Import additional necessary libraries for this part

In [5]:
import pgeocode # the suggested geocoder requires an API key, so I'm using the pgeocode
import urllib.request

Obtain the latitude and longitude values for each postal code

In [6]:
print('Obtaining latitude and longitude for the postal codes:')
latitudes = []
longitudes = []
postalCodes = []

nomi = pgeocode.Nominatim('ca')

for postalCode in postal_df['Postal code']:
    print(postalCode, end =" ")
    
    geoData = nomi.query_postal_code(postalCode)
    
    postalCodes.append(postalCode)
    latitudes.append(geoData.latitude)
    longitudes.append(geoData.longitude)
    
    print('... done!')

Obtaining latitude and longitude for the postal codes:
M1B ... done!
M1C ... done!
M1E ... done!
M1G ... done!
M1H ... done!
M1J ... done!
M1K ... done!
M1L ... done!
M1M ... done!
M1N ... done!
M1P ... done!
M1R ... done!
M1S ... done!
M1T ... done!
M1V ... done!
M1W ... done!
M1X ... done!
M2H ... done!
M2J ... done!
M2K ... done!
M2L ... done!
M2M ... done!
M2N ... done!
M2P ... done!
M2R ... done!
M3A ... done!
M3B ... done!
M3C ... done!
M3H ... done!
M3J ... done!
M3K ... done!
M3L ... done!
M3M ... done!
M3N ... done!
M4A ... done!
M4B ... done!
M4C ... done!
M4E ... done!
M4G ... done!
M4H ... done!
M4J ... done!
M4K ... done!
M4L ... done!
M4M ... done!
M4N ... done!
M4P ... done!
M4R ... done!
M4S ... done!
M4T ... done!
M4V ... done!
M4W ... done!
M4X ... done!
M4Y ... done!
M5A ... done!
M5B ... done!
M5C ... done!
M5E ... done!
M5G ... done!
M5H ... done!
M5J ... done!
M5K ... done!
M5L ... done!
M5M ... done!
M5N ... done!
M5P ... done!
M5R ... done!
M5S ... done!
M5T ...

Convert to a pandas dataframe

In [7]:
lat_long_df = pd.DataFrame({'Latitude': latitudes, 'Longitude': longitudes}, postalCodes)
lat_long_df.sort_index(inplace=True)
lat_long_df.head()

Unnamed: 0,Latitude,Longitude
M1B,43.8113,-79.193
M1C,43.7878,-79.1564
M1E,43.7678,-79.1866
M1G,43.7712,-79.2144
M1H,43.7686,-79.2389


Download the .csv with the latitudes and longitudes

In [8]:
url = 'http://cocl.us/Geospatial_data'
fileName = 'Geospatial_Coordinates.csv'
urllib.request.urlretrieve(url, fileName)

('Geospatial_Coordinates.csv', <http.client.HTTPMessage at 0xaad9988>)

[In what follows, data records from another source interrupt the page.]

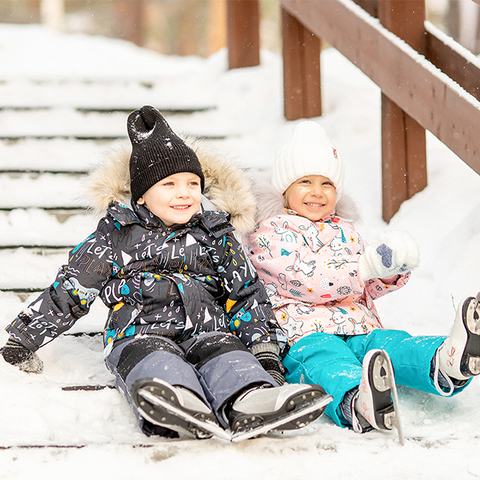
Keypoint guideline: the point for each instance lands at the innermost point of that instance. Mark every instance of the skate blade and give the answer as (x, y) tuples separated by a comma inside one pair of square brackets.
[(207, 426), (275, 425), (470, 363), (394, 420)]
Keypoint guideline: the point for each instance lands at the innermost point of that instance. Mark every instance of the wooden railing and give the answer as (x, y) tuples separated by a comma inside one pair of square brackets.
[(427, 81)]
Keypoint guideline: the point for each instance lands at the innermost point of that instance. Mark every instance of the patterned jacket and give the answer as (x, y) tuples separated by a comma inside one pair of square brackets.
[(175, 282), (310, 272)]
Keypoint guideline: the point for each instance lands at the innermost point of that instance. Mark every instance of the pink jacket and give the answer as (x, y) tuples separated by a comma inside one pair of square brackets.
[(310, 272)]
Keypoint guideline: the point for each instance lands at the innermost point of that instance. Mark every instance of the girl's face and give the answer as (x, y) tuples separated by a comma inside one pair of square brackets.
[(175, 199), (312, 196)]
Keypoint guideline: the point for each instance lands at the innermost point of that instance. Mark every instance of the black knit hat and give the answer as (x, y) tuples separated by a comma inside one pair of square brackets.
[(157, 152)]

Converting the data from the .csv into a pandas dataframe

In [9]:
lat_long_csv_df = pd.read_csv(fileName)
lat_long_csv_df.set_index('Postal Code', inplace=True)
lat_long_csv_df.head()

Unnamed: 0_level_0,Latitude,Longitude
Postal Code,Unnamed: 1_level_1,Unnamed: 2_level_1
M1B,43.806686,-79.194353
M1C,43.784535,-79.160497
M1E,43.763573,-79.188711
M1G,43.770992,-79.216917
M1H,43.773136,-79.239476


In [10]:
# Comparative statistics
dif = pd.DataFrame({'Dif in Latitude': [], 'Dif in Longitude': []})
dif['Dif in Latitude'] = lat_long_df.Latitude - lat_long_csv_df.Latitude
dif['Dif in Longitude'] = lat_long_df.Longitude - lat_long_csv_df.Longitude
print('The dataframe created using pgeocode has %d NaN values, while the downloaded .csv has %d NaN values.' % (max(lat_long_df.isna().sum()[0],lat_long_df.isna().sum()[1]),max(lat_long_csv_df.isna().sum()[0],lat_long_csv_df.isna().sum()[1])))
print('The dataframe created using pgeocode has average differences in latitude and longitude of %.4f and %.4f, respectively' % (dif.abs().mean()[0],dif.abs().mean()[1]))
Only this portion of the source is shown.